You can Understand Yourself & Still be Human
I had a thought recently that has been quietly reshaping how I think about healing, both personally and professionally. Many people come to therapy believing that if they can just understand why they are anxious, reactive, or stuck in a pattern, they will finally feel better. And most of us already have plenty of insight. We know the origin story. We know this goes back to childhood. And yet we still find ourselves caught in the same loops.
I see this often in my work with chronic pain and stress, and it has been coming up again as I teach Mindfulness Based Cognitive Therapy (MBCT). Pain makes it especially clear how quickly the mind goes into problem solving mode. How much energy we spend trying to fix, manage, or eliminate uncomfortable experiences. What I keep noticing is how often what we call healing is actually just more fixing. Beneath it is a subtle belief that something about us is a problem or that once we understand this better, we will not feel this way anymore. Insight can be helpful, but insight alone rarely creates change. When it becomes another way to argue with or get rid of our inner experience, it often backfires.
In MBCT, we focus less on changing thoughts and more on changing our relationship to them. The problem is often not the thought or feeling itself, but how we respond to it. When we stop treating thoughts and emotions like emergencies, they often loosen their grip.

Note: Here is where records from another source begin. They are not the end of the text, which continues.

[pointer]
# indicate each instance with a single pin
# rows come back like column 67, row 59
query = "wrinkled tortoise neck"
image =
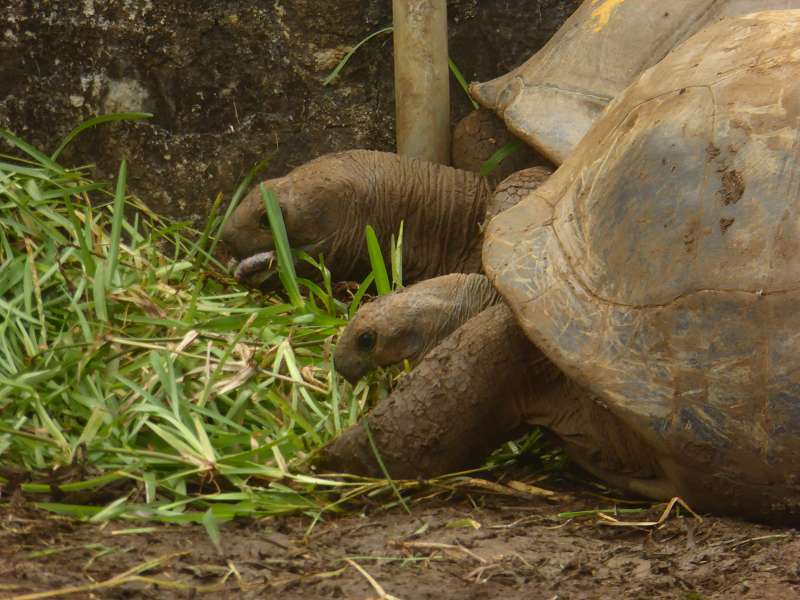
column 441, row 208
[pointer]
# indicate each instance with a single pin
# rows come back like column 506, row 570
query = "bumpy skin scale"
column 659, row 266
column 482, row 386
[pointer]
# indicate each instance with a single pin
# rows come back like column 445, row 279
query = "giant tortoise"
column 652, row 292
column 550, row 102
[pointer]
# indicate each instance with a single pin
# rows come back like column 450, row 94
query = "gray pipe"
column 421, row 79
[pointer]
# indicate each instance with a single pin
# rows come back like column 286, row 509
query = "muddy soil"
column 473, row 546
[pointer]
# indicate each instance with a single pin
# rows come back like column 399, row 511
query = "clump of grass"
column 137, row 380
column 126, row 356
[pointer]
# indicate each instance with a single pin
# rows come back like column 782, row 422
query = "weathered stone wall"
column 228, row 81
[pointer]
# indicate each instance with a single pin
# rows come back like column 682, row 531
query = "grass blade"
column 377, row 263
column 132, row 116
column 286, row 270
column 499, row 156
column 333, row 74
column 118, row 214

They become experiences we are having, not problems we need to solve. To be clear - this does not mean toxic positivity or giving up. It means allowing what is here to be here before deciding how to respond. From that place, change tends to emerge more naturally.
This is something I am practicing myself. I notice how quickly I try to fix parts of myself and how easily self awareness turns into self correction. What I am committing to instead is meeting those moments with compassion first and remembering that I can handle what shows up, even when it is uncomfortable. Clients often say to me, “You must think I’m crazy,” or “I doubt you have thoughts like this.” And I want them to know that I am human too. I have anxious thoughts. I have spirals. I still mess up and make choices I wish I had handled differently. The difference is not that I am immune to these experiences, but that I have practiced relating to them differently and trusting that I can notice, repair, and try again.
Therapy is not about one person being fixed and another being broken. It is two humans sitting together, creating space, remembering that thoughts are not facts and feelings are not emergencies.
Sometimes the most radical step is not figuring it out, but staying with your experience long enough to respond with awareness rather than habit.